Les critiques que l’on peut aujourd’hui porter au système des indemnités sont donc de quatre ordres :

Le premier tient à l’effet « applatissant » d’un maximum fixé très bas. Si le montant maximum de l’indemnité est de six mois de salaire, alors ce maximum doit être réservé aux cas les plus graves. Et, de fait, la jurisprudence ne semble avoir attribué ce montant que dans des circonstances d’une gravité exceptionnelle. La conséquence de ce plafond très bas est aussi de ne pas permettre une différentiation très fine avec des cas de moindre importance ou nécessitant une appréciation différenciée des circonstances. Le résultat de ce qui précède est que, dans la pratique, la plupart des indemnités octroyées le seront dans un « marais » de deux à trois mois et demi de salaire, augmentées ou diminuées légèrement selon les circonstances du cas d’espèce.

Le second tient au caractère préventif ou dissuasif de telles indemnités. Si, comme l’écrit le Conseil fédéral, ces indemnités ont pour but d’éviter que l’employeur ne puisse « acheter » un licenciement abusif, injustifié ou discriminatoire à vil prix, on peut fortement douter qu’une indemnité de deux à trois mois de salaire soit vraiment dissuasive, surtout pour les salaires les plus modestes.

Cette absence de caractère dissuasif est d’autant plus criante que, troisième ordre de critique contre le système des indemnités, celui-ci ignore ou tient pour quantité négligeable l’évolution de la structure des salaires en Suisse depuis près de vingt ans. En effet, on peut concevoir qu’un système d’indemnités basé sur le salaire effectivement touché par l’employé puisse être raisonnablement dissuasif s’il n’y a pas une trop grande inégalité de salaire entre les intéressés. En d’autres termes, cela postule une pyramide des salaires pas trop allongée ou différenciée, pour qu’une indemnité de (par hypothèse) deux mois d’un salaire X ait un effet pas très différent d’une indemnité de même quotité d’un salaire Y.
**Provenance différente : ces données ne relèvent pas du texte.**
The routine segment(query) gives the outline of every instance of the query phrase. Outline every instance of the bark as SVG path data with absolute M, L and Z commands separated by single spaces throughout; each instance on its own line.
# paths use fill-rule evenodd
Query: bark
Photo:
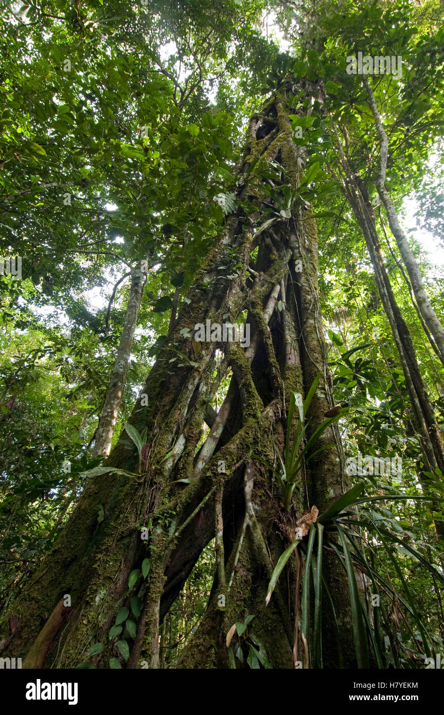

Le problème est, malheureusement, que depuis l’adoption des art. 336a CO (congé abusif) et 337c CO (résiliation avec effet immédiat) la structure des salaires bruts payés en Suisse à des employés a considérablement évolué. Au 2e trimestre 1991, soit deux ans après la mise en vigueur du système des indemnités, 5.1% des personnes actives déclaraient un revenu annuel brut supérieur à Frs. 104’000. ; elles étaient 16.0 % au 2e trimestre 2009. En termes absolus, cela signifie que les personnes salariées bénéficiant d’un salaire de plus de Frs. 104’000.– étaient environs 142’000 au 2e trimestre 1991, alors qu’on en comptait environs 544’000 au 2e trimestre 2009.43 C’est sans compter encore que les seuils statistiques de l’Office fédéral du même nom sont assez bas. On peut concevoir, par exemple, qu’en 1991, un salaire annuel brut de Frs. 104’000. soit significatif ; en 2011 [date où ces lignes ont été rédigée], c’est moins sûr. (…)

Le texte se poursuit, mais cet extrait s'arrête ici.